Ek karar ve asıl kararı temyiz eden, davalı ...’a gerekçeli karar iki kez tebliğ edilmiş, ilk yapılan tebliğ adres güncellendiğinden iade olarak gelmiş, ikinci tebliğ ise Tebligat Kanunu madde 21/1 e göre muhtara yapılmıştır.
Tebligat Kanunu 21/1'e göre yapılacak tebligatlarda, muhatabın adreste bulunmama sebebinin tespiti ile birlikte, 2 nolu haber kağıdının kapıya yapıştırılması ve durumun komşuya/yönetici veya kapıcıya bildirilmesi gerekmektedir.

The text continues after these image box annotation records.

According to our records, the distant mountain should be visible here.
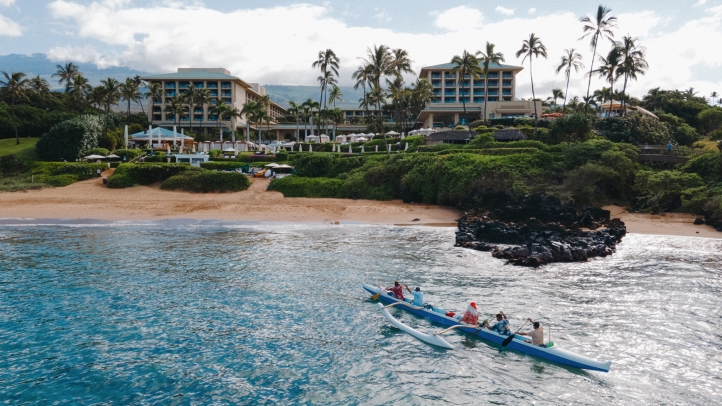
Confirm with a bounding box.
[0,54,148,90]
[264,85,363,108]
[0,54,363,111]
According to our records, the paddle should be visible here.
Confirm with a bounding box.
[501,320,529,347]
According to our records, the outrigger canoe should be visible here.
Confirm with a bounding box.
[363,283,612,372]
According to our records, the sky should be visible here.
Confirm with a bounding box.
[0,0,722,98]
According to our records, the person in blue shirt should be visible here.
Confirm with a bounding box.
[486,310,511,336]
[404,285,424,307]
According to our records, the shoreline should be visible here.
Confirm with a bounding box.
[0,178,722,239]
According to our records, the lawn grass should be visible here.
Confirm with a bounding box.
[0,138,40,161]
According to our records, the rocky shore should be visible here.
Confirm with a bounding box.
[456,194,627,267]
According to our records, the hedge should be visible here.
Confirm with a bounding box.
[160,170,251,193]
[108,163,193,189]
[268,175,343,198]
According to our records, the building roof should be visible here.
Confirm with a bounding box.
[141,69,251,88]
[426,130,474,141]
[421,62,524,71]
[493,129,527,141]
[129,127,193,140]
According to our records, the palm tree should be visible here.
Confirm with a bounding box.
[516,33,547,135]
[579,5,617,112]
[120,78,141,125]
[28,76,50,97]
[361,45,396,158]
[50,62,82,93]
[351,65,373,114]
[551,89,565,108]
[165,95,187,126]
[100,78,120,114]
[140,82,161,125]
[0,72,29,145]
[451,50,483,128]
[555,48,584,110]
[476,41,506,121]
[311,48,339,134]
[286,101,303,142]
[593,46,622,112]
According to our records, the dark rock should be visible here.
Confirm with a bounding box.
[456,194,624,267]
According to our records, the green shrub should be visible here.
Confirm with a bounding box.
[0,154,25,176]
[160,170,251,193]
[108,163,193,188]
[42,175,79,187]
[268,175,343,198]
[83,148,110,156]
[634,171,707,213]
[113,148,143,161]
[35,115,103,161]
[596,114,671,145]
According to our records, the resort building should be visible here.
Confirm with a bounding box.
[410,63,542,127]
[141,68,286,134]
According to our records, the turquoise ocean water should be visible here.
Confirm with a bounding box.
[0,219,722,405]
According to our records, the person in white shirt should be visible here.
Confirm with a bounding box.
[404,285,424,307]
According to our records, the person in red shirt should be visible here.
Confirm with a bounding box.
[385,281,404,300]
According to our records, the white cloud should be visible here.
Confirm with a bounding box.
[434,6,484,31]
[494,6,514,16]
[0,14,23,37]
[42,0,722,98]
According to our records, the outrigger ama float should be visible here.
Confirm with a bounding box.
[363,283,612,372]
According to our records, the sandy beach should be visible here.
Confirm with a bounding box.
[0,173,722,238]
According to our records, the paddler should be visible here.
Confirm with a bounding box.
[384,281,404,300]
[460,302,479,326]
[486,310,511,336]
[519,318,546,347]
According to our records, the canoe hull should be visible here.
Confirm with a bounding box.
[376,303,454,350]
[363,283,612,372]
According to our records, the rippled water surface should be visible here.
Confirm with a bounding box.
[0,221,722,404]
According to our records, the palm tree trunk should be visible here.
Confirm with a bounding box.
[584,39,599,114]
[12,93,20,145]
[529,57,539,139]
[562,75,569,111]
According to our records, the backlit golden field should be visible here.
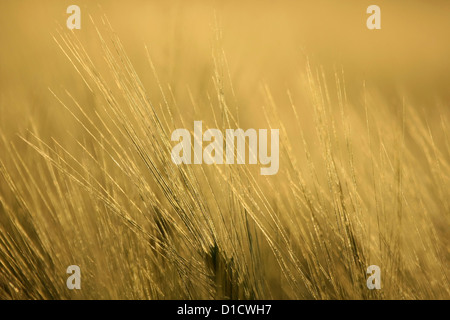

Muhatabın adreste bulunmaması halinde tebliğ memurunun ne şekilde davranması gerektiğini düzenleyen Tebligat Kanunu'nun Uygulanmasına Dair Yönetmeliğin 30. maddesinin birinci fıkrasında "Adres kayıt sistemindeki yerleşim yeri adresine meşruhat verilerek çıkarılan tebligatlar hariç olmak üzere, muhatap veya muhatap adına tebliğ yapılabilecek olanlardan hiçbiri gösterilen adreste sürekli olarak bulunmazsa, tebliğ memurunun adreste bulunmama sebebini bilmesi muhtemel komşu, yönetici, kapıcı, muhtar, ihtiyar kurulu veya meclis üyeleri, zabıta amir ve memurlarından tahkik ederek beyanlarını tebliğ mazbatasına yazıp imzalatması, imzadan çekinmeleri halinde bu durumu yazarak imzalaması gerekir" hükmü öngörülmüştür.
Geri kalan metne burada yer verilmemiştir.